Algorithmic Foundations of Data Science†
Lecture in the summer term 2019
Mon, 08:30 - 10:00 h in AH V
Thu, 08:30 - 10:00 h in AH V
Fri, 14:30 - 16:00 Uhr im AH IV
In the age of "big data" and "advanced analytics", data processing faces new challenges. Queries become more complex and often involve data mining and machine learning tasks, and the scale of the datasets requires new algorithmic approaches.
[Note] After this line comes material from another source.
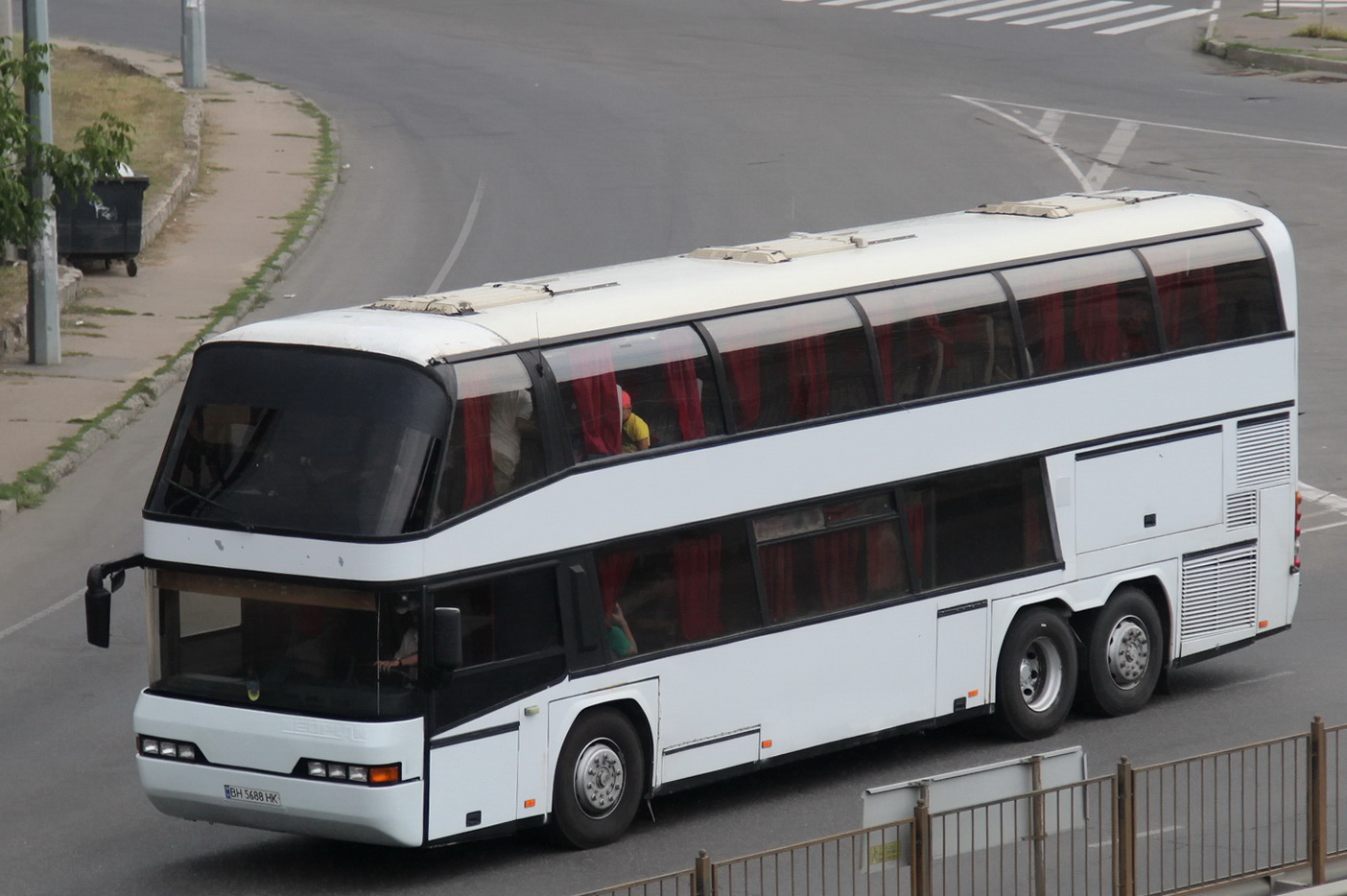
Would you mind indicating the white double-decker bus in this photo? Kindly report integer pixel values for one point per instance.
(445, 566)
This course will cover the "theoretical foundations" of modern data processing and analytics. This includes topics from database theory, such as data models, the analysis of query languages, and basic algorithmic and complexity theoretic questions related to query processing. It also includes topics from algorithmic learning theory, such as basic machine learning algorithms, support vector machines, the PAC model, and VC-Dimension. Furthermore, it includes new models of computation on massive datasets, such as the streaming model and the map-reduce paradigm, and algorithms for these models.
We will focus on "computational aspects" of the theory. Statistics, though undoubtedly one of the foundations of data science, will not play a central role in this course.
This lecture can be taken only as a masters course.
There are no prerequisites required.†
The course will be held in english.
Time and Place
This 3-hour course will be held as 4-hour course, but not every week. The exact dates will be announced in the first lecture and can be found in RWTHonline and RWTHmoodle.
There will be weekly exercise sets. Completing these successfully, reachiong at least 50% of possible points, is necessary for admittance to the examination.
The exercise sheets will be released weekly and have to be handed in one week later. Groups of up to three students are allowed in fact, encouraged to work together and hand in the solutions together.
There will be written exams. The exact modalities of the exams will be announced later.†
S. Abiteboul, R. Hull, V. Vianu. Foundations of Databases. Addison Wesley 1995.
J. Hopcroft, R. Kannan. Foundations of Data Science. Unpublished, draft available online.
M. Kearns, U. Vazirani. An Introduction to Computational Learning Theory. MIT Press 1994.
J. Leskovec, A. Rajaraman, J. Ullman. Mining of Massive Datasets. Cambridge University Press 2014.
S.J. Russell, P. Norvig. Artificial Intelligence: A Modern Approach. 3rd Edition, Pearson 2014.